Forget About Siri and Alexa — When It Comes to Voice Identification, the “NSA Reigns Supreme”
Americans most regularly encounter this technology, known as speaker recognition, or speaker identification, when they wake up Amazon’s Alexa or call their bank. But a decade before voice commands like “Hello Siri” and “OK Google” became common household phrases, the NSA was using speaker recognition to monitor terrorists, politicians, drug lords, spies, and even agency employees.
The technology works by analyzing the physical and behavioral features that make each person’s voice distinctive, such as the pitch, shape of the mouth, and length of the larynx. An algorithm then creates a dynamic computer model of the individual’s vocal characteristics. This is what’s popularly referred to as a “voiceprint.” The entire process — capturing a few spoken words, turning those words into a voiceprint, and comparing that representation to other “voiceprints” already stored in the database — can happen almost instantaneously. Although the NSA is known to rely on finger and face prints to identify targets, voiceprints, according to a 2008 agency document, are “where NSA reigns supreme.”
It’s not difficult to see why. By intercepting and recording millions of overseas telephone conversations, video teleconferences, and internet calls — in addition to capturing, with or without warrants, the domestic conversations of Americans — the NSA has built an unrivaled collection of distinct voices. Documents from the Snowden archive reveal that analysts fed some of these recordings to speaker recognition algorithms that could connect individuals to their past utterances, even when they had used unknown phone numbers, secret code words, or multiple languages.
Civil liberties experts are worried that these and other expanding uses of speaker recognition imperil the right to privacy. “This creates a new intelligence capability and a new capability for abuse,” explained Timothy Edgar, a former White House adviser to the Director of National Intelligence. “Our voice is traveling across all sorts of communication channels where we’re not there. In an age of mass surveillance, this kind of capability has profound implications for all of our privacy.”

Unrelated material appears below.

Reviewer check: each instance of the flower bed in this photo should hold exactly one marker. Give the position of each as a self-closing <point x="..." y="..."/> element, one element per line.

Edgar and other experts pointed to the relatively stable nature of the human voice, which is far more difficult to change or disguise than a name, address, password, phone number, or PIN. This makes it “far easier” to track people, according to Jamie Williams, an attorney with the Electronic Frontier Foundation. “As soon as you can identify someone’s voice,” she said, “you can immediately find them whenever they’re having a conversation, assuming you are recording or listening to it.”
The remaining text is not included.